The Supreme Court of Ohio issued a plurality decision.  The main opinion first pointed to the parent’s statutory right to counsel (it did not address the unanswered question about whether its pre-Lassiter decision recognizing a constitutional right to counsel is still good law).  It then stated:

 

[A] juvenile court must make two inquiries before allowing the attorney for the parent to withdraw.  First, the court must ascertain that counsel’s attempts to communicate with and obtain the cooperation of the client were reasonable, and [s]econd, the court must verify that the failure of this communication resulted in the inability of counsel to ascertain the client’s wishes … [The trial] court made no inquiries into A.S.'s whereabouts, why she was not present, the attorney's past attorney-client relationship with A.S., or the substance of her response to the attorney's letter. Instead, the court simply granted the attorney's oral motion to immediately withdraw, apparently without giving any consideration to whether A.S. had waived her right to counsel. The juvenile court's apparent stance was that a parent's failure to appear for a permanent-custody hearing automatically constitutes a waiver of that parent's right to counsel. We cannot condone that approach … Since counsel was present and presumably was prepared to go forward, the better option would have been to deny the attorney’s motion to withdraw and have him represent the interests of A.S. to the best of his ability.  The attorney had an obligation to protect the rights of his client and to attempt to keep the state from permanently terminating her parental rights … In a case in which we are asked to ratify the civil equivalent of the death penalty, we simply cannot accept absence as acquiescence.  We hold that when the state seeks to terminate a parent’s parental rights, the parent has the right to counsel.  The parent cannot be deprived of that right unless the court finds that the parent has knowingly waived the right to counsel.  Waiver of counsel cannot be inferred from the unexplained failure of the parent to appear at a hearing.

 

R.K., 95 N.E.3d at 397-20.  This main opinion garned 2 votes, and then there was a concurring opinion that garned another 2 votes; the last 3 votes were a concurrence in judgment only and a 2-vote dissent.  The 2-vote concurrence agreed with the bolded language above, but then noted that the question of whether a parent waived their right to counsel is a slightly different question than whether counsel should be permitted to withdraw.  The concurrence then opted for a different waiver test than the two-prong test described above:

 

I would adopt—with some modification—the approach commonly used by the Tenth District Court of Appeals in cases of this type.

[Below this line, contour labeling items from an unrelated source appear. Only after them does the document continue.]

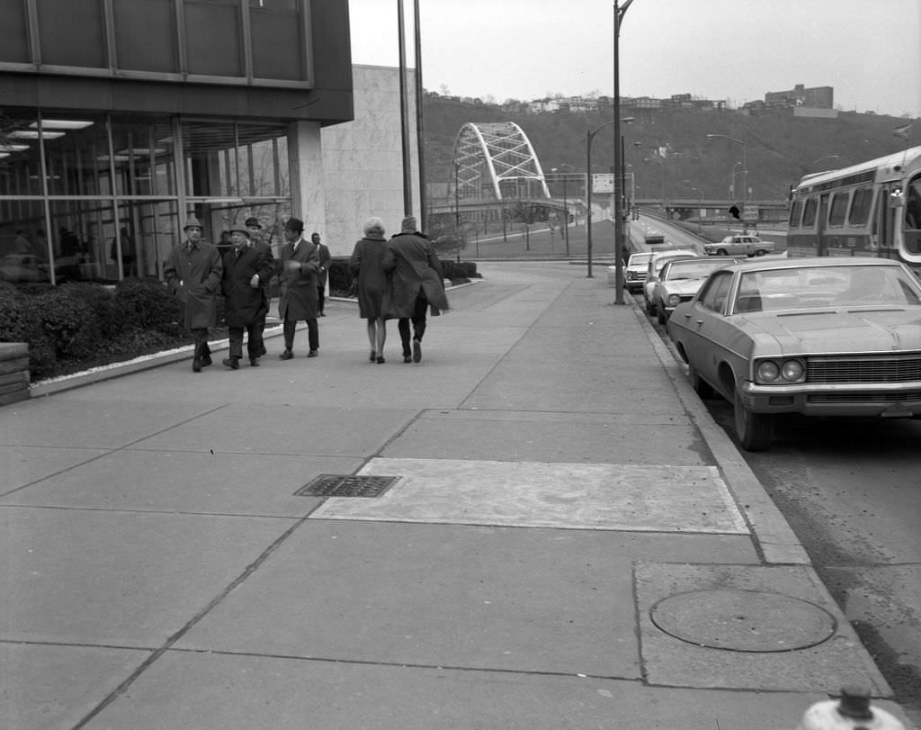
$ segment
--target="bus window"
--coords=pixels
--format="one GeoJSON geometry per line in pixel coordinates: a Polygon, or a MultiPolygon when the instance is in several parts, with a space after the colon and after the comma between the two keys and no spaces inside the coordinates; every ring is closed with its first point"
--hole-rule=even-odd
{"type": "Polygon", "coordinates": [[[815,211],[818,208],[818,200],[814,197],[806,200],[803,207],[803,228],[812,228],[815,225],[815,211]]]}
{"type": "Polygon", "coordinates": [[[866,226],[869,218],[869,208],[873,203],[872,188],[859,188],[854,191],[854,199],[851,201],[851,212],[847,216],[847,222],[852,226],[866,226]]]}
{"type": "Polygon", "coordinates": [[[832,209],[828,214],[829,226],[845,225],[845,214],[847,213],[847,201],[849,198],[849,193],[835,193],[832,197],[832,209]]]}
{"type": "Polygon", "coordinates": [[[799,218],[802,218],[803,214],[803,202],[799,198],[793,201],[793,205],[790,206],[790,221],[789,228],[799,228],[799,218]]]}

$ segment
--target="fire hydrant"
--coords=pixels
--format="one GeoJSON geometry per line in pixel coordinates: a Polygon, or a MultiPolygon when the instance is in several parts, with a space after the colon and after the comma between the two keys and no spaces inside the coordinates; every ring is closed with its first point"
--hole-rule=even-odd
{"type": "Polygon", "coordinates": [[[891,712],[871,707],[869,692],[845,687],[841,699],[816,702],[803,715],[798,730],[905,730],[891,712]]]}

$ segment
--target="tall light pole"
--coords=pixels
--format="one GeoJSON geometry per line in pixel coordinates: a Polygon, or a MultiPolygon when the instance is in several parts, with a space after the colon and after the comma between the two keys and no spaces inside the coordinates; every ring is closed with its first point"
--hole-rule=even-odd
{"type": "Polygon", "coordinates": [[[611,126],[614,124],[614,120],[612,119],[610,122],[605,122],[600,127],[596,129],[590,129],[586,132],[585,138],[585,169],[586,169],[586,183],[585,183],[585,201],[588,206],[588,213],[586,213],[586,246],[588,248],[589,255],[589,273],[586,275],[586,278],[594,278],[591,273],[591,143],[595,139],[595,135],[604,129],[606,126],[611,126]]]}
{"type": "MultiPolygon", "coordinates": [[[[624,180],[621,175],[621,23],[633,0],[619,6],[614,0],[614,303],[624,303],[624,211],[621,204],[624,180]]],[[[589,169],[591,171],[591,169],[589,169]]]]}
{"type": "MultiPolygon", "coordinates": [[[[736,139],[735,137],[730,137],[729,135],[707,135],[707,139],[713,139],[714,137],[723,137],[724,139],[729,139],[730,142],[735,142],[737,145],[742,146],[742,202],[748,203],[748,145],[741,139],[736,139]]],[[[735,170],[735,168],[732,168],[735,170]]]]}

The Tenth District has held that "where a parent 'fails to maintain contact with counsel, fails to appear for scheduled hearings despite receiving notice of such, and fails to cooperate with counsel and the court, the court may infer that the parent has waived his or her right to counsel and may grant counsel's request to withdraw.’” ... But rather than requiring specific inquiries for determining whether a court may infer that a parent has waived his or her right to counsel, the Tenth District has held that a court must take into account the totality of the circumstances, including the parent's background, experience, and conduct.  I would add that the trial court should engage in an on-the-record discussion of the factors indicating that a parent has waived the right to counsel.  A finding, based on the totality of the circumstances, that the parent waived the right to counsel is a necessary predicate for continuing with a permanent-custody hearing after allowing the parent's counsel to withdraw.

 

R.K., 95 N.E.3d at 400.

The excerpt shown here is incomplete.